In a recent interview with Times Higher Education, I described much of the antagonism towards UK universities over the summer months as uninformed noise, peddled by those with a distorted view of what 21st-century universities do, and how they function (“Russell Group chair hits back at ‘noise’ of university attacks”, News, 7 September).
Such a cacophony needs no direct response. But universities across the UK receive substantial public funding, and we do have to keep demonstrating the value for money that we provide for our students, graduates and society as a whole. This is particularly true at a time of fiscal stringency.

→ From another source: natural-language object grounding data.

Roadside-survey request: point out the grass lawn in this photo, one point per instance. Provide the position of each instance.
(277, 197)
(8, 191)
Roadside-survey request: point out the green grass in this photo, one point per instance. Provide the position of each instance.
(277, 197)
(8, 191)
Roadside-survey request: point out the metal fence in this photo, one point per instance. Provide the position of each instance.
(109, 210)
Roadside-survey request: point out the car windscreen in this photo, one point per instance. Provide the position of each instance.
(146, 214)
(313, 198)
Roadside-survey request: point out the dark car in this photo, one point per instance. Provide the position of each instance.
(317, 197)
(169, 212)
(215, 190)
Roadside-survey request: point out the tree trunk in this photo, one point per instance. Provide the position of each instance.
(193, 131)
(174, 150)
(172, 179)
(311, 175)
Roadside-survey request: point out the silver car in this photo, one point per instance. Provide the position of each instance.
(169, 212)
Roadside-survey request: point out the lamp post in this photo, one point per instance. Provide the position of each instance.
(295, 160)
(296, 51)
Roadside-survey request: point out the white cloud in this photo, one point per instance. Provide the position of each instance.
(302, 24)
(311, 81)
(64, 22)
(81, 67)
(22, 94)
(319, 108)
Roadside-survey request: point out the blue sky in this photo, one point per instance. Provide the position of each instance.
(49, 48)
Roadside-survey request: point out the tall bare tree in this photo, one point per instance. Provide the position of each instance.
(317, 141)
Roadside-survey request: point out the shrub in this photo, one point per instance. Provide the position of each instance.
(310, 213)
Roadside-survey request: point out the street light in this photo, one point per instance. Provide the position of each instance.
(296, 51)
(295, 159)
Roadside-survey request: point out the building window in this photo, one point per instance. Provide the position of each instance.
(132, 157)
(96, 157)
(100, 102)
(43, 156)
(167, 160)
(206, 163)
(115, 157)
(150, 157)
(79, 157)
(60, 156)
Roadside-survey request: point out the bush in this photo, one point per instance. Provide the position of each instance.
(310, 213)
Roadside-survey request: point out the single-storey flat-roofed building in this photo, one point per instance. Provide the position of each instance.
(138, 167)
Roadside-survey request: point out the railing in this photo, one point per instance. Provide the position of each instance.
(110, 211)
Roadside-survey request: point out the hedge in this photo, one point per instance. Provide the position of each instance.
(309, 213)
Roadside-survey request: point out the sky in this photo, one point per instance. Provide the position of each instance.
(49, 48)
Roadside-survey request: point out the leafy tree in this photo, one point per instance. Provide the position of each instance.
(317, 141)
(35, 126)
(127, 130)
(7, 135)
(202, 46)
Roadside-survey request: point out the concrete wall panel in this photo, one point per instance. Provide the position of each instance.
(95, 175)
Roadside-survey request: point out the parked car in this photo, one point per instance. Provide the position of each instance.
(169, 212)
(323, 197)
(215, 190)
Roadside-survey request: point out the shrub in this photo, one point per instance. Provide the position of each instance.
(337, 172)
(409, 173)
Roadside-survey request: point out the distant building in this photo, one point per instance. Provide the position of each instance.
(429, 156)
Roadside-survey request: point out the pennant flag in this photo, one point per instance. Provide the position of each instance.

Our response has to focus on three main areas. First, we must continue to provide evidence of higher education’s impact on the economy. The Russell Group of 24 research-intensive universities generates a total economic output of £32 billion for the UK, and supports more than 300,000 jobs. The university sector as a whole is one of the UK’s top export sectors: something that needs to be cherished given the uncertainties of Brexit.
We also have a major social impact. At a time of serious public concern about inequality and social mobility, it is worth remembering that 20 English Russell Group universities awarded 80,000 bursaries or scholarships in 2015-16, and spent 34 per cent of their income from fees above the £6,000 baseline on widening access. Outside England, in my own university, our Scottish-domiciled admissions from the most deprived 40 per cent of postcodes made up 29 per cent of our admissions, with 13 per cent from the most deprived 20 per cent of postcodes.
But we are not only engines of social mobility at the individual level. Russell Group universities also help to generate social cohesion by working with our partners in other agencies – local authorities, the health service and voluntary organisations – on place-making activities, ranging from social health interventions to cultural outreach.
Second, we should avoid second-guessing government policy on the funding of university teaching. Ultimately, it is a societal decision what the division should be between private and public contributions. Higher education in the UK is a devolved competence, and the four nations have arrived at different equilibria since 2007. In Scotland, for instance, there is a commitment to a no-fees regime for Scottish students. In England, the taxpayer bears about 35 per cent of the cost of teaching, with tuition fees making up the rest. Jo Johnson, the minister for universities and science, recently reaffirmed his government’s view that this is an equitable and sustainable model, notwithstanding press speculation last weekend about a fee cut. Our role is to support the politicians’ ongoing analysis of these considerations through our own in-depth knowledge of what is a complex system.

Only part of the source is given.